Safety is essential. You have to protect your child. You have to see that he does not play on busy roads or jump into deep water. Common sense in these matters is all that is required. But it is not so easy to answer the question when safety is not a factor. Take cleanliness. Any mother knows that diapers must be washed, that children must be bathed, that good food must be provided. But cleanliness must not be made a fetish or it will lead to complexes. We over-exaggerate the importance of cleanliness. When I was a boy, I knew three farmers who, I am sure, never had a bath in their lives. They all lived to be over 90. Far too many children are over-washed because the neighbours might see a dirty face.
But the fact is that almost every child likes a hot bath. It is my observation that only a child who has been made defiant will balk at taking a bath. How much should a young mother do in the way of demanding respect for property? Every infant has to learn the laws of mine and thine. If a child is reared properly, there should be little difficulty here. I can say to a child of five: “Come on, get out of my car; it’s mine,” and I get no hostile reaction. Even the youngest pupil knows that he cannot come into my garden and take away a barrow or a rake. Children soon accept these rules, that is if touching things or taking things is not made into an affair of rebuke or anger. One cannot lay down laws about freedom and license; the boundary has to be judged by the individual parent. Often you have to say no to a small child, however much you believe in freedom. Houses are made for adults, and in the process of fitting into a home, the child has a thousand difficulties. “Don’t touch that vase!” “Stop pulling the cat’s tail.” “Don’t scratch the grand piano with that nail.” To a child of three, a piano with its polished veneer is a lovely blackboard for chalk or a nice wall in which to drive nails- nothing more. The difficulty is how to preserve what we value in things, and at the same time let the child develop in his own way and time. Obviously, never to say no is to bring up a spoiled child who will be incapable of facing later realities. Such a kid will grow up to expect the world to provide everything he wants.
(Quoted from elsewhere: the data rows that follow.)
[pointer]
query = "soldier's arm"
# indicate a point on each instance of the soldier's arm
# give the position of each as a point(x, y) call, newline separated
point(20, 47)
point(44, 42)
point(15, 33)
When it comes to freedom and license, there’s no Bible, no encyclopedia to consult, no final authority. The onus is on every parent to use his head. All that can be postulated is that never must the child be made afraid or be made to feel guilty. So much depends on your personality. If you are a fairly placid woman, if your love life with your husband is good, if you are sufficiently removed either geographically or psychically from interfering relations, then you have a chance, a good chance of rearing a child that will be as free as possible from neurosis. It will be up to you to make decisions every day about when to say yes and when to say no.